Hast Du zum Abschluss noch ein persönliches Anliegen bzw. eine Botschaft?

Also etwas, was mir, so fühlt es sich an, immer als Botschaft gegeben wurde durch den ganzen Prozess, auch den Heilungsprozess, und das ist auch das Bild, was ich gerne anderen weitergeben würde, ist, dass es sich unglaublich lohnt, in die eigenen dunklen Bereiche zu schauen, zu fühlen, sich da reinzubegeben, auf jeden Fall mit Hilfe. Ich würde auch unbedingt sagen, mit dem eigenen Körper, also mit der Fähigkeit des Körpers, Intensitäten halten zu können, mit dem Fokus auf den Körper. Ich habe sehr viel mit der therapeutischen Methode SE [„Somatic Experiencing“] gearbeitet, es ist mein täglicher Begleiter, und auch TRE „Tension & Trauma Releasing Exercises“. Das hat unfassbar viel Kraft gegeben und Halte und „Containing“ für diese sehr, sehr intensiven Dinge, die durch einen durchkommen, wenn man sich mit dem Dunklen und Schwierigen befasst, und das wünsche ich natürlich niemandem, aber es ist auch ein Abenteuer.

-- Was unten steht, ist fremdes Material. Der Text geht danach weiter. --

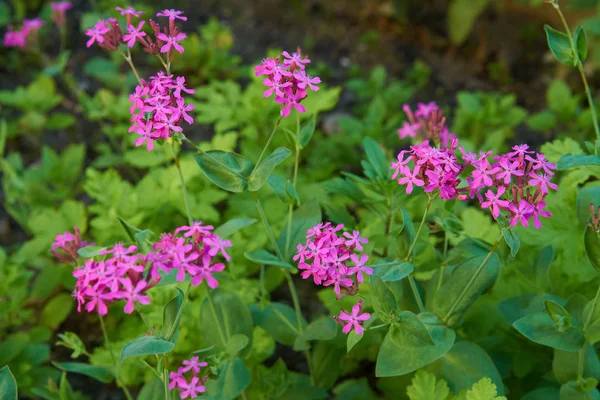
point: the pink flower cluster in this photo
(354, 320)
(329, 257)
(516, 183)
(66, 244)
(158, 108)
(192, 387)
(127, 274)
(288, 80)
(108, 34)
(26, 36)
(426, 123)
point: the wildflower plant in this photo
(423, 261)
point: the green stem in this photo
(262, 154)
(472, 280)
(112, 356)
(588, 92)
(185, 195)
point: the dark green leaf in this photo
(306, 131)
(97, 372)
(146, 345)
(591, 243)
(229, 171)
(232, 226)
(393, 270)
(171, 317)
(228, 316)
(265, 258)
(263, 170)
(540, 328)
(403, 351)
(8, 384)
(560, 46)
(278, 320)
(581, 43)
(576, 160)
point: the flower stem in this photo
(112, 356)
(471, 281)
(411, 278)
(185, 195)
(588, 92)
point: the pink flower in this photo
(290, 99)
(355, 319)
(171, 42)
(493, 201)
(172, 14)
(129, 11)
(133, 33)
(97, 33)
(193, 365)
(411, 179)
(409, 130)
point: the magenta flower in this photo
(354, 320)
(494, 202)
(172, 14)
(133, 34)
(411, 179)
(97, 33)
(171, 42)
(129, 11)
(193, 364)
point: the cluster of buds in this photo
(27, 36)
(192, 387)
(332, 257)
(127, 274)
(288, 80)
(158, 108)
(109, 35)
(427, 123)
(66, 244)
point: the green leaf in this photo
(512, 240)
(97, 372)
(236, 344)
(353, 339)
(581, 43)
(90, 251)
(576, 160)
(146, 345)
(228, 315)
(404, 351)
(304, 217)
(307, 130)
(462, 14)
(263, 170)
(232, 226)
(8, 384)
(425, 386)
(172, 316)
(560, 46)
(464, 365)
(57, 310)
(393, 271)
(265, 258)
(232, 379)
(591, 243)
(278, 320)
(229, 171)
(454, 286)
(540, 328)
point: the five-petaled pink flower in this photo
(354, 320)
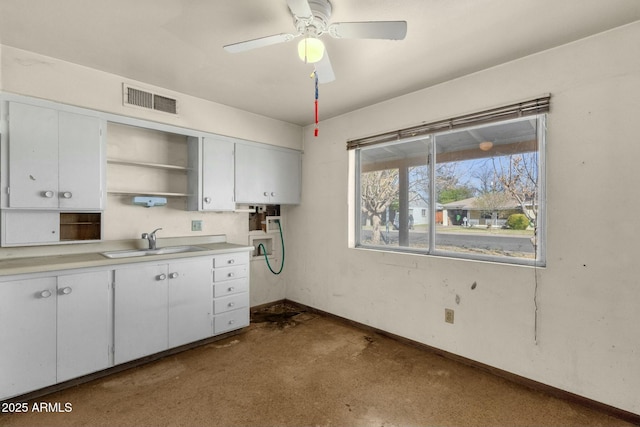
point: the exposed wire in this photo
(316, 129)
(264, 251)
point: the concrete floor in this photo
(306, 370)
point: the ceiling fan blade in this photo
(256, 43)
(390, 30)
(324, 69)
(300, 8)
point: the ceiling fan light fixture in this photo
(485, 145)
(310, 50)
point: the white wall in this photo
(576, 323)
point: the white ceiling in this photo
(177, 44)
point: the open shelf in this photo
(146, 193)
(148, 165)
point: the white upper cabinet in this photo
(211, 181)
(267, 175)
(55, 159)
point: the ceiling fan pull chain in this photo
(315, 131)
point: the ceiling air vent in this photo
(162, 103)
(140, 98)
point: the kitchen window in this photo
(468, 188)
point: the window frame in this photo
(539, 259)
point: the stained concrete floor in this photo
(306, 370)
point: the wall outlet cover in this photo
(448, 315)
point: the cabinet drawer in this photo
(229, 273)
(228, 260)
(230, 287)
(232, 302)
(235, 319)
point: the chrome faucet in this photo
(151, 237)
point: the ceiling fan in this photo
(311, 19)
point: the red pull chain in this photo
(315, 131)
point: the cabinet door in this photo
(33, 156)
(83, 324)
(28, 335)
(218, 175)
(267, 175)
(140, 312)
(253, 174)
(80, 162)
(285, 177)
(190, 295)
(29, 227)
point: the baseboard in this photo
(526, 382)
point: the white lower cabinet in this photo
(189, 302)
(55, 328)
(161, 306)
(84, 324)
(140, 311)
(69, 324)
(231, 292)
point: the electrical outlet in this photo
(448, 315)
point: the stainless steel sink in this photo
(128, 253)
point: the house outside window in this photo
(473, 192)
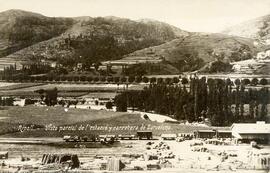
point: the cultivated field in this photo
(12, 117)
(65, 90)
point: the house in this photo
(224, 134)
(205, 133)
(168, 136)
(247, 132)
(3, 155)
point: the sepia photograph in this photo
(134, 86)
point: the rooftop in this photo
(251, 128)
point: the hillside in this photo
(194, 51)
(258, 28)
(19, 29)
(90, 40)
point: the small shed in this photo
(247, 132)
(224, 134)
(144, 134)
(3, 155)
(204, 133)
(168, 136)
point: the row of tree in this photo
(215, 99)
(8, 75)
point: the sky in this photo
(190, 15)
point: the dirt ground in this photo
(185, 159)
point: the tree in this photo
(153, 80)
(109, 105)
(131, 79)
(102, 79)
(160, 80)
(175, 80)
(254, 81)
(184, 81)
(121, 102)
(138, 79)
(51, 97)
(89, 79)
(123, 79)
(116, 79)
(145, 79)
(109, 79)
(245, 82)
(168, 80)
(237, 82)
(263, 81)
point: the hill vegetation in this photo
(196, 50)
(258, 28)
(89, 41)
(19, 29)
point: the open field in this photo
(14, 86)
(107, 121)
(185, 159)
(65, 90)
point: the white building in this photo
(247, 132)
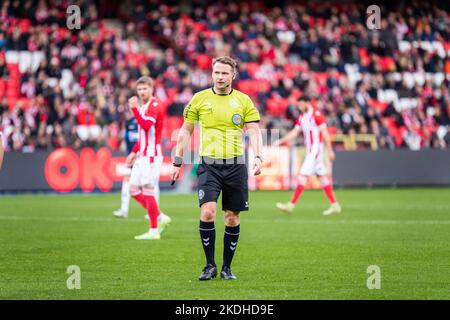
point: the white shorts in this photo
(312, 166)
(146, 173)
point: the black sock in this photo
(208, 238)
(230, 239)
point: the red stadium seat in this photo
(277, 106)
(203, 61)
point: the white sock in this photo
(125, 196)
(161, 216)
(156, 191)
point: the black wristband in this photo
(177, 161)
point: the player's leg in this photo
(234, 200)
(163, 219)
(305, 171)
(230, 240)
(208, 238)
(124, 198)
(135, 189)
(327, 187)
(148, 179)
(209, 186)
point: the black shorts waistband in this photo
(236, 160)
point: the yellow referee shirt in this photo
(222, 118)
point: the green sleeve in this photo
(251, 114)
(190, 113)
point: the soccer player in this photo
(224, 113)
(1, 148)
(131, 138)
(312, 123)
(148, 153)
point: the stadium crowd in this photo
(392, 82)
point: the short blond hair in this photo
(226, 60)
(145, 80)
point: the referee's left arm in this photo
(256, 143)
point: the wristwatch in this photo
(177, 161)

Ich will das überhaupt nicht schön reden, das ist jetzt vielleicht ein bisschen tricky. Aber aber es lohnt sich nichts mehr, und es führt einfach zu Leben, zu Licht, und einer tiefen Dankbarkeit ans Leben. Dann den Menschen, die mich begleitet haben, und mir geholfen haben, und das persönlich getragen zu haben, das kommt mit dieser Entscheidung „ich gehe und schaue mir die dunklen Dinge an“. Das ist jetzt mal ganz kurz zusammengefasst, was ich dazu sagen würde. Ich würde auch wirklich sagen, das ist die Friedensarbeit schlechthin, die wir tun können. Das ist mir wichtig. Und das ist noch viel wichtiger, als in den Aktionismus zu gehen, obwohl, man wenn man sich dazu gerufen fühlt, ist das auch wichtig, aber ich finde, energetisch und von der Wirkung her, die das ins Leben, in die Welt rausträgt, ist dieser mutige Schritt zu sich selbst hin, zu dem Dunklen und auch andere Qualitäten, es muss nicht nur dunkel sein, dass das etwas unfassbar Starkes, Kräftiges, Mächtiges ist. Auf gute Weise.